What’s your historical London and New York connection?
Even though I’ll always be a Londoner, I love exploring the world and so I moved to Italy for a job. After a couple of years I wanted another challenge – I thought I might as well aim for the top so I headed for New York.
Describe your experience in New York as a Londoner.
The first time I came back to London after some time in New York I couldn’t believe how tiny everything was. Tower Bridge looked ridiculous having cycled across Williamsburg Bridge every day for months.
In some ways it’s easier to meet people because New Yorkers tend to be more open and willing to share than Londoners, but forming lasting friendships seems harder. There’s no denying the positive energy in the air though.
I guess I was surprised – and pleased – to discover that the two cities were actually more different then I expected.
How can New York and London better engage with each other?
Building a transatlantic cycle superhighway connecting the two cities would be the first step. Failing that, a more open agreement between the US and UK with regards to work permits would help startups grow and boost cross-city innovation.
Favorite NYC secret spot:
Syncstudio – Off Bedford Av.
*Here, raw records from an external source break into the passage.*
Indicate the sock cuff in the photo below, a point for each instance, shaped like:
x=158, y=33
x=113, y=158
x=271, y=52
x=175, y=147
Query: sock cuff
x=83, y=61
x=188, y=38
New York has the best boutique fitness studios and this one does yoga and spinning under one roof.
Favourite London secret spot:
Richmond Park – A vast, sprawling and gloriously wild green area in the centre of London where you can cycle past deer and go for a walk around King Henry VIII’s old hunting grounds. As a city girl it’s a rare treat for me not to see a building for miles.
If you could live anywhere in the world, where would it be and why?
I’m head over heels with Marseille. I love its grit, the beauty in its decay, and its surrounding coastal scenery. It’s a city of juxtapositions unlike anywhere else in the world. I’d take a cosy little apartment at the top of a rickety old building with a view of the port, do some old-fashioned flaneurie in the afternoons and eat bouillabaisse every day.
In flight entertainment:
- What’s playing in your headphones right now? Currently indulging in old French crooners like Yves Montand. Camp enough to make you forget that cramp in your leg on a long-haul flights.
- And what are you currently reading? Kafka’s Amerika – My friend thought it would make an opportune leaving gift, though my experiences have been starkly different to that of the novel’s protagonist, so far.